TING!!!
The email arrived at 5:47 AM, jolting Clarissa from restless sleep. Her swollen eyes snapped open at the sender's name glowing on her phone screen: David William – CEO.
Her heart hammered against her ribs.
To: Clarissa Maharani
From: David William
Subject: Project Assignment – Urgent
Ms. Clarissa,
Effective immediately, you are assigned to conduct comprehensive market analysis for our Q4 expansion project. Attached files contain financial data, competitor analysis requirements, and algorithmic projections that need to be processed into executive summary format. Deadline: 3 days from now, Monday 9 AM sharp.

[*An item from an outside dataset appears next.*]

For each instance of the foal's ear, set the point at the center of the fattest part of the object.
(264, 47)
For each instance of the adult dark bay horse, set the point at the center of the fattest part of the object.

Expectations: Professional-grade analysis with actionable insights and strategic recommendations. No room for mediocrity.
Regards,
David William
CEO, TechNova Corp
---
Cold sweat prickled her skin. "Three days?" she whispered to the empty room. "For all of this?"
Fifty pages of labyrinthine data sprawled across the attachments—spreadsheets dense with thousands of figures, Byzantine charts, and algorithmic projections whose very names were foreign to her.
She hauled herself from bed on unsteady legs, opening the files on her laptop with trembling fingers.
Q3-Q4 Financial Projections...
Southeast Asian Market Penetration Analysis...
Algorithmic Customer Behavior Prediction Models...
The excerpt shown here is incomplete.